Au centre du problème : l’agacement des uns face au bombardement d’informations le plus souvent à sens unique il faut le dire, et la surdité des autres, les plus puissants, les plus tonitruants, aux raisons de l’adversaire. Pour la première fois de l’histoire dans l’humanité, on voudrait que tout le monde vive simultanément une seule époque, que chacun adopte le même tempo. IL n’y a plus de place, de nos jours, pour ceux qui ne marchent pas au rythme de la machine dominante. La catastrophe du 11 septembre, on ne finira pas d’essayer de la décrypter, et de l’interpréter de mille façons, mais elle est peut-être avant tout une tentative de ralentir la cadence en s’attaquant directement aux grands métronomes planétaires.
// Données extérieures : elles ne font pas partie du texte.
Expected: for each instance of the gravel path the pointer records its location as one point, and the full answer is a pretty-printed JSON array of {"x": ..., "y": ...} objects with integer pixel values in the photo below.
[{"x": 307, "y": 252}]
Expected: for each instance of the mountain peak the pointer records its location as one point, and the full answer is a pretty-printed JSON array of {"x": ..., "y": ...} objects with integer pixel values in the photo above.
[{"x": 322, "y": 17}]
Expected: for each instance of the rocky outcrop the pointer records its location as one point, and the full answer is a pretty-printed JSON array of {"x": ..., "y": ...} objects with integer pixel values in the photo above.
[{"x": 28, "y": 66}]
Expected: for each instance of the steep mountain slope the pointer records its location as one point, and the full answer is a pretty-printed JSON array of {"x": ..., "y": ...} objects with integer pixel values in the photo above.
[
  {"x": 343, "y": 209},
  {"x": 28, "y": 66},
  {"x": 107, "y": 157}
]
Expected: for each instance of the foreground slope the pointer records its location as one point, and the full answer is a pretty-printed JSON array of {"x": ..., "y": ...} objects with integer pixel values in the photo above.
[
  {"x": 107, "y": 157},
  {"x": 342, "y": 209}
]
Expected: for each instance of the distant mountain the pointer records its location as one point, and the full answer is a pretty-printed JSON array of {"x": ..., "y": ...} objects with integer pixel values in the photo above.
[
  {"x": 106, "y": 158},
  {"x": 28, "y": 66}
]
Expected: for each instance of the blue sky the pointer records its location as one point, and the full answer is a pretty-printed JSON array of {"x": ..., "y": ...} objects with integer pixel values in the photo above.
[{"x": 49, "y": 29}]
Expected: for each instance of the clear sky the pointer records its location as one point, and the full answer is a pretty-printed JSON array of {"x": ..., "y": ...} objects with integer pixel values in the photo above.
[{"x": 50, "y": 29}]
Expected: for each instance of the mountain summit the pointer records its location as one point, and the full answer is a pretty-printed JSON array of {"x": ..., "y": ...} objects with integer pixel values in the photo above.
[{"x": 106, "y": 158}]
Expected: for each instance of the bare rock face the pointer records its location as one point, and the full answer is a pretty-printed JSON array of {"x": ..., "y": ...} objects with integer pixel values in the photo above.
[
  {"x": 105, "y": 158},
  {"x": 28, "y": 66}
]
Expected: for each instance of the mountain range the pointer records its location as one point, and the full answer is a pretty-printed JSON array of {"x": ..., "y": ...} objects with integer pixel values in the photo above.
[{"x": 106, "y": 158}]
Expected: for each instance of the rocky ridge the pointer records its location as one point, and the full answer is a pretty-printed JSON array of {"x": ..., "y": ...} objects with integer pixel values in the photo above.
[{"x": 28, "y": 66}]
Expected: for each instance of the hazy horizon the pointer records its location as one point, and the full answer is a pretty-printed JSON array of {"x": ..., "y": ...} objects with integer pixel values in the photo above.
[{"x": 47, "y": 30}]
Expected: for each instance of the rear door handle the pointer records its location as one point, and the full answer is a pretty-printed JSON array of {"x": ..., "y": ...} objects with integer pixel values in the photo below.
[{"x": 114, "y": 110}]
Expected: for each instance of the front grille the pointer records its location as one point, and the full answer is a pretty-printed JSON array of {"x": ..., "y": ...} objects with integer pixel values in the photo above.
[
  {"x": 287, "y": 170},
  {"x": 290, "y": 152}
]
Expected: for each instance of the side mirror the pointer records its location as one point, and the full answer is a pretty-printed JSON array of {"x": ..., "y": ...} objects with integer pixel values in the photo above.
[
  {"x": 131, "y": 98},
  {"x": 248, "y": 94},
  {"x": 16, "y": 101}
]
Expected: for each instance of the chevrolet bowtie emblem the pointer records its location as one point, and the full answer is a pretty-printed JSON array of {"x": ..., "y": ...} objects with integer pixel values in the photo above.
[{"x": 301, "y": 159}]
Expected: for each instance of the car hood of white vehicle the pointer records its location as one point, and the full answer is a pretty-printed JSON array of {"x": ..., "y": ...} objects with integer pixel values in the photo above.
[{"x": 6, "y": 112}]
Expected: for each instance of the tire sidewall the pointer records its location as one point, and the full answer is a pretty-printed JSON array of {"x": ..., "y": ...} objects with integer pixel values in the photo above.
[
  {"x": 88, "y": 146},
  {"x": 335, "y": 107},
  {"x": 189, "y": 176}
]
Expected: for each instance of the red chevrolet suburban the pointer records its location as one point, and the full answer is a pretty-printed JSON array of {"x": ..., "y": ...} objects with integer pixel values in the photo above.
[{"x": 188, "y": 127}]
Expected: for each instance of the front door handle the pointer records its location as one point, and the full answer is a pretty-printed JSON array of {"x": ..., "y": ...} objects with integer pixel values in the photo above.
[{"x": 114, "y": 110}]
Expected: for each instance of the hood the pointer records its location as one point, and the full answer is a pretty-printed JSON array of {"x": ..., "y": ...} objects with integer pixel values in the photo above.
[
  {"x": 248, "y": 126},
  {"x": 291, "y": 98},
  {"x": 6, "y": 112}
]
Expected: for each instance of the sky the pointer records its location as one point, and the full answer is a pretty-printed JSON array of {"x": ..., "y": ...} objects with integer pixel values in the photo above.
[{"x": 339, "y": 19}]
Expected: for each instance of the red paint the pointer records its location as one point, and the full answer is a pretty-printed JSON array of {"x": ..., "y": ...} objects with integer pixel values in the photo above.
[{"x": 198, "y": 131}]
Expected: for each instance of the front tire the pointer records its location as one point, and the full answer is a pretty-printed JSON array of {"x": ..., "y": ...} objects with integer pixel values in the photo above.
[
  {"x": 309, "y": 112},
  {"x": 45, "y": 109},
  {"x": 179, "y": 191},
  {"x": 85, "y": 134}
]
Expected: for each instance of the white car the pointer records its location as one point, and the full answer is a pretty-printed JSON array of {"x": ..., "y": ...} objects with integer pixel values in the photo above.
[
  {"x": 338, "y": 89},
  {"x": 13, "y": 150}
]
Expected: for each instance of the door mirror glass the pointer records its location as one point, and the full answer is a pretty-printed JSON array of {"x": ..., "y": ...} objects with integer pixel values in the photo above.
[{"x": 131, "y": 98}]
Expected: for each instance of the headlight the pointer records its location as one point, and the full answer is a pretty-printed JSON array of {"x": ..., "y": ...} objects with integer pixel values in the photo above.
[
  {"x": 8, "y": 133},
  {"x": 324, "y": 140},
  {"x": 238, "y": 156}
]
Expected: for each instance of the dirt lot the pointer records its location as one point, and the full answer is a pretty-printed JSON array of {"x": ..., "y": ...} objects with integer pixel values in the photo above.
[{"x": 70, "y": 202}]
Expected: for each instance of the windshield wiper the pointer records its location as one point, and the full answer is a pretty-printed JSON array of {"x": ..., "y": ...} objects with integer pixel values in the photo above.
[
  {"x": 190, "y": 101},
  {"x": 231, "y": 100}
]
Nous nous acheminons vers les Jeux Olympiques. Ils se fondent sur deux idéaux qui excèdent le strict domaine du sport : l’un consiste à substituer aux affrontements réels des compétitions de substitution à forte charge symbolique ; l’autre à engager dans cette grande fête des corps le plus de collectivités possible, les faisant communier dans un même idéal. Ces deux présupposés ont beaucoup perdu de leur pertinence. Les ressentiments, d’une part, sont si forts qu’ils ne s’accommodent plus d’être sublimés ; les consensus sont de moins en moins concevables lorsqu’ils ne sont rien d’autre que les masques d’une domination unilatérale.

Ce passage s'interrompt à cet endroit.